Since the UK voted last year to abandon the EU, France has been fighting with Germany and Ireland to grab a part of the financial industry that plans to relocate out of London. But stiff rules on firing workers, high and volatile taxes have marred French efforts – it’s only five years since Francois Hollande came to power declaring that financiers were his enemies and slapped on a 75pc rate for top earners. As a result, Frankfurt has already won about twice as many relocation commitments from major banks as Paris. Le Maire announced late last month that he’ll scrap a tax on financial transactions next year, saying it was a deterrent to banks considering a move to Paris. President Emmanuel Macron has also pledged to gradually cut the corporate-tax rate to 25pc by the end of his term in 2022 from 33pc. The government is also boosting funding for more bilingual schools to make it easier for expatriates to adapt to French life.
Paris is hoping to lure 20,000 jobs from the UK as firms seek EU locations to secure continued market access to the bloc, according to Paris Europlace, France’s main financial lobby group. France is also bidding to make Paris the new home of the European Banking Authority (EBA). Ireland has also launched an EBA bid and the IDA says more than 15 financial institutions intend to move to or expand operations here, including JP Morgan, Bank of America, Citi and Legal & General.

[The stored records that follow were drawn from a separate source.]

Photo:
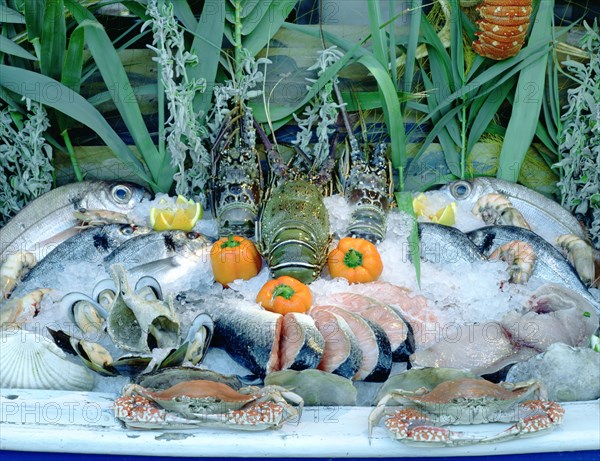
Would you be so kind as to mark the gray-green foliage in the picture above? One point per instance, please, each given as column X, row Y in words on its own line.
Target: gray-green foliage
column 184, row 132
column 321, row 113
column 233, row 92
column 25, row 160
column 580, row 136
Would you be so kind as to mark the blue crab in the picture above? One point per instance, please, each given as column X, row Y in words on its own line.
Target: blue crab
column 202, row 403
column 423, row 413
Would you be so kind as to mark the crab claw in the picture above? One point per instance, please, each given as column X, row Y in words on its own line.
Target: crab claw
column 540, row 415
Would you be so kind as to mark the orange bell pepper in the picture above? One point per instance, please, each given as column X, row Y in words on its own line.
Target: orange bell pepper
column 234, row 257
column 285, row 294
column 355, row 259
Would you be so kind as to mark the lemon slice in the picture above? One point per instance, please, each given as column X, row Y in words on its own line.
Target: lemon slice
column 183, row 217
column 446, row 215
column 420, row 203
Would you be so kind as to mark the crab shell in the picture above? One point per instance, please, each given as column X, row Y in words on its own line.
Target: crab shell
column 195, row 398
column 471, row 401
column 468, row 401
column 202, row 403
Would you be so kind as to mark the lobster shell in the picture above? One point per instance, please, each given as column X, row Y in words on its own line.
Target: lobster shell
column 503, row 28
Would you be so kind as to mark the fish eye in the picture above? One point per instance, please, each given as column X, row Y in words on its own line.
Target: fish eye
column 121, row 194
column 461, row 189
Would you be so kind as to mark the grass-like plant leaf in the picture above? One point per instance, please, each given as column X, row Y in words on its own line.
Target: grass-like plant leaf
column 10, row 16
column 273, row 19
column 116, row 80
column 485, row 111
column 54, row 39
column 34, row 18
column 64, row 100
column 526, row 109
column 9, row 47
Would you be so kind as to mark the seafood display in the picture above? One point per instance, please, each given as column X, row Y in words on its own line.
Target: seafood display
column 550, row 265
column 236, row 176
column 584, row 258
column 31, row 361
column 397, row 330
column 316, row 387
column 520, row 258
column 559, row 368
column 293, row 231
column 167, row 256
column 367, row 190
column 497, row 209
column 374, row 344
column 502, row 28
column 424, row 413
column 188, row 329
column 249, row 334
column 135, row 323
column 89, row 246
column 202, row 403
column 444, row 244
column 545, row 217
column 302, row 345
column 49, row 220
column 485, row 350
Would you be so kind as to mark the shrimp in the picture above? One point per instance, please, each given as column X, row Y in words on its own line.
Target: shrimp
column 520, row 258
column 16, row 266
column 497, row 209
column 582, row 256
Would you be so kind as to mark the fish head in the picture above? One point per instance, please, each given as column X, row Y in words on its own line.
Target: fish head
column 116, row 196
column 120, row 233
column 468, row 192
column 191, row 243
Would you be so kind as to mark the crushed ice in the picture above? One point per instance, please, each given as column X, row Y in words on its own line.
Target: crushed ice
column 465, row 292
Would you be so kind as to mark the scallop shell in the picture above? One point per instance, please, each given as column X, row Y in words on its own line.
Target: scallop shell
column 31, row 361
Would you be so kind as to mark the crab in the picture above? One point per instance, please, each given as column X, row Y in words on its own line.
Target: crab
column 201, row 403
column 423, row 413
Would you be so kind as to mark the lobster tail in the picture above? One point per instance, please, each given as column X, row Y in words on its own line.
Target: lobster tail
column 503, row 27
column 237, row 179
column 368, row 192
column 294, row 231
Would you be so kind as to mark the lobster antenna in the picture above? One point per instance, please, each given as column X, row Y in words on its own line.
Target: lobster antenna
column 354, row 149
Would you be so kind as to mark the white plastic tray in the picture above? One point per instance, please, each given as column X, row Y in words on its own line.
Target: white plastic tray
column 75, row 422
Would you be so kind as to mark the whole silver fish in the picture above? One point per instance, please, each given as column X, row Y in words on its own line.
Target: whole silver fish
column 447, row 245
column 249, row 334
column 550, row 265
column 167, row 256
column 544, row 216
column 49, row 220
column 90, row 246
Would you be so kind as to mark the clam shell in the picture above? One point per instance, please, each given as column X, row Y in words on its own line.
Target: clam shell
column 88, row 315
column 137, row 324
column 149, row 288
column 104, row 293
column 31, row 361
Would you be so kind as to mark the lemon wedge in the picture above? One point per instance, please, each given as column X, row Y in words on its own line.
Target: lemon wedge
column 183, row 217
column 420, row 204
column 446, row 215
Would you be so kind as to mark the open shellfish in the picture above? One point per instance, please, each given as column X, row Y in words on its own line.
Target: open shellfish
column 31, row 361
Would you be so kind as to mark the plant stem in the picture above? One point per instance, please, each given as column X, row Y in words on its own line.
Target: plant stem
column 74, row 162
column 160, row 90
column 463, row 140
column 161, row 113
column 238, row 41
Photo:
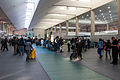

HSBC, which has a French retail bank, has said it may relocate as many as 1,000 traders to the French capital, while banks including Standard Chartered and Nomura Holdings have picked Frankfurt. Deutsche Bank is preparing to move trading and investment-banking assets to its hometown. Paris is 29th on the Global Financial Centres Index by Z/Yen Group, just above Casablanca (30) and Dublin (33). London tops the list, followed by New York and Singapore. “Many banks, many investors, should be aware that France is changing,” Le Maire said, citing PSG’s record signing of Brazilian soccer star Neymar. “Tomorrow, France will be the place to be. Not just for Mr. Neymar, but for all investors.”